In Churning Seas, a paper boat, symbolic of humanity, is ever present, eventually sinking into a submerged city to rest at the bottom of the sea, perhaps indicating a possible future for humanity should climate change continue unchecked. By placing pollution, melting glaciers and coral bleaching within the same narrative, ChurningSeas integrates geographically separate ecological crises into a single interconnected visual narrative. This encourages viewers to understand these issues as interconnected symptoms of broader environmental degradation, rather than as isolated events. Yang brings the long-term effects of these issues into sharp focus by ending on a sunken city, devoid of human life and reclaimed by the coral reef. This brings the effects of human activity on the sea, which can sometimes feel disconnected, back into the human realm, revealing real consequences for human life, and indicating a direct relationship between sea health and human survival and creating a sense of unease about the future of humanity.

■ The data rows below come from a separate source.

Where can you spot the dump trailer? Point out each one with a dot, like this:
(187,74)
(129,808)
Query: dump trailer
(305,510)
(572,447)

In each scene in Ignition, the transformation from natural landscape to industrialised environment is accompanied by the appearance of a robot, acting as an impartial, almost emotionless viewer, suggesting a society that has become disconnected from the environmental consequences of its actions. Ignition centres on humanity's ever-increasing reliance on energy, the process by which it is collected, and the effects that these methods have on our surrounding ecosystems. Yang creates four micro-environments and visually demonstrates how each is changed by energy collection. A forest is chopped down for lumber, a mountain is dominated by a bridge and wind turbines, the sea is populated by wind turbines and an oil rig, and a meadow is confined by industrial factories.Rather than presenting a simple opposition between sustainable and unsustainable energy sources, Yang complicates the discussion by showing wind turbines alongside oil extraction sites. The visual similarity between these transformed landscapes suggests that all forms of energy production require some degree of environmental intervention, directly challenging simplistic narratives of technological progress. In displaying a variety of landscapes undergoing similar transformations, Yang shows that environmental disruption is not an isolated event but a worldwide process, and a universal consequence of modern energy consumption.

Vanishing Rivers depicts a river in three stages, from a fully flowing ecosystem with flora and fauna to a fully dried river which has morphed into a war zone. Over the course of the piece, the presence of four-legged machines becomes increasingly visible as the river recedes and eventually appearing lifeless, lying motionless on the bank, indicating the symbiotic relationship between humanity and its waterways.Once again, there is no direct human interaction shown; the change in the river suggests the placement of a dam or the complete use of the water source, removing the very life source of the ecosystems that rely on it.

Another consistent element in Yang's works are the accompanying soundscapes, which work to curate a more immersive experience.These soundscapes employ disturbing, rhythmic sounds and songs contrasted with environmental noises, such as the wind and animal noises intensifying the contrast between untouched nature and the product of human intervention. This creates a continuous tension which is perpetuated through the coupling of visuals and soundscapes into one cohesive experience.

There is a clear overarching message in these works: human intervention in nature is destructive. However, Yang's exploration of this theme through the digital video medium goes further than this, employing subtle visual metaphors which deepen the viewer's interaction with the scenes. The digital video format allows Yang to visualise speculative futures that could not be captured through documentary footage. The submerged city in Churning Seas and the industrially overwhelmed landscapes of Ignition function as imagined warnings rather than records of reality, giving the works a distinctly cautionary tone. Going further than documenting environmental crises and distant events, Yang transforms them into immersive and emotionally charged experiences, encouraging viewers to confront the fragility of natural systems and humanity’s responsibility for the future of ecological environments and society.